Thanks for your info about Texas Rebecca, Ellie and I were alsolooking at Phoenix Arizona too.

Our business is gelato artigianale (Italian hand made special ice cream), coffee and and hand made chocolate products we make in our shop, so this is the main reason we are looking for a hot destination as well as better quality of life to live.

best regards
Jamie xx


----------



## Jamie & Ellie

Squirrel14# said:


> Hi Jaime and Ellie,
> 
> Thank you for your lengthy reply on why I would want to move to Italy.
> 
> First of all, I really love Europe and my career here has taken a major downfall. I was laid off and I'm at the age where a permanent job is hard to find and healthcare is very expensive. Texas is way too hot!!!! If you want a hot state, think about moving here this is one of them! On the plus side, I can do two things: possibly be a dual citizen, (my grandfather is Sicilian and I am working to find out when he was naturalized) or I would probably qualify for elective residency. In that respect, I realize I am very fortunate.
> 
> Really consider moving to Texas. Austin in particular. I don't know what your service is, but people like to buy local here if they can. Of course, they love Amazon too. Austin has one of the lowest unemployment rates (outside of Houston and Dallas). The average income of people in Texas is higher than in Florida (with the exception of Miami and a few other places). In Texas the people are friendly and from all over the world. The internet is fast and unlimited. I will be honest with you as well of the pluses and minuses if you happen to have any questions on Texas or the U.S. There are hills, canyons and lots of things to do, every weekend.
> 
> I do not speak Italian, yet. I do realize I will need to and I am not planning an immediate move - probably 3-4 years down the line. I want lots of time to learn about it, visit Italy and really think totally about what moving to Italy. I hope to visit Le Marche next summer - it is probably one of the few places in Italy we could afford to rent.
> 
> I did not realize that the banks tax you whether you use your Visa card or not. I did not realize that they have laws for the laws they already have!! I also did not know what they are still in a deep recession (I should have). I do know the Government tends to be corrupt. You are saying you are taxed 22% on almost everything you buy?? I assume groceries are excluded. I thought 8.5% was a lot where I live.
> 
> I do know Italians are fast drivers. We (my boyfriend and I) hope to live in a village where I don't have to drive a lot. I'm hoping that if I can be a citizen, it will make it easier for him to come. His employment situation is much more stable than mine, as he has a Mariner's license now and is an Amazon and Ebay Reseller.
> 
> I will look at the website you gave me, thanks so much!
> 
> I love fresh produce and Italian food. I also love the culture there and fashion. It is such a beautiful country.
> 
> Please do let us know how you get on with your new adventure.

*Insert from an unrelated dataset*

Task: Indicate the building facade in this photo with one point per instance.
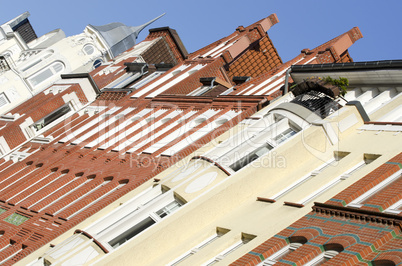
(28, 64)
(262, 168)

I have to tell you also Rebecca, that it is essential to speak and understand the Italian language if you wish to enjoy life and retirement here. I cannot understate this to you too much as there are only a few Italians who will speak to you in English. It isn't a difficult language to learn, but you will need to know it, at the very least the basics to be able to survive here.

regards
Jamie x


----------



## Squirrel14#

Jamie & Ellie said:


> Thanks for your info about Texas Rebecca, Ellie and I were alsolooking at Phoenix Arizona too.
> 
> Our business is gelato artigianale (Italian hand made special ice cream), coffee and and hand made chocolate products we make in our shop, so this is the main reason we are looking for a hot destination as well as better quality of life to live.
> 
> best regards
> Jamie xx


Gelato! Yummy. Certainly it would go over well in Texas. We LOVE chocolate in Austin, and coffee. Whole Foods has a million kinds of chocolate, as well as HEB (the mostly non-organic grocery store). If you decide on a state in the US, be sure to call SCORE for help on setting up your business. 

Cheers,
Squirrel


----------



## Danny2IT

*Intro*

Hello to All;
I'd like to introduce myself. Briefly, I am an expat in Japan, originally from the USA, working for a large aerospace company. I've been in Japan for about 6 years now, and am finally seeing the light at the end of my time here. My maternal grandparents were from Italy (Veneto), and I have travelled back to Italy a bunch of times over the past 2 decades, including working with a major Italian aerospace company. Now that I am nearing retirement, I am researching my options, with Italy being (by far) at the top of my list.

I'm heading back to Italy for another visit in a few weeks, and will be in and around Siena. For some reason I have always been drawn to that area.

Hello again, and thanks in advance. I'll be posting any questions in the general Forum, of which I'm sure there'll be many.


----------



## mcohen

*Americans In Pergola*

Hi Everyone,

In 2010 my wife and I decided it was time to fulfill a long-term fantasy, and buy a place in Italy. After a bit of research, we decided to check out Le Marche, a region that seems almost totally ignored in the American travel guides, and because of the lack of tourism, we hoped it might be cheaper.

We did a 10 day car expedition, but only a few days in, we happened upon a little town called Pergola, that was almost precisely what we were looking for. Our Italian was a bit shaky, but we got up the courage to go into a real estate office and ask if it was possible to buy an old apartment in our price range. Boy, were we surprised when we were shown a beautiful apartment in an 800 year old palazzo. Well, it took 6 months to come up with the money- I sold a collection of mine, but we came to our new apartment, overjoyed to find that the children of the previous owner had decided to leave everything behind, furniture, kitchen ware, bedding, towels, etc.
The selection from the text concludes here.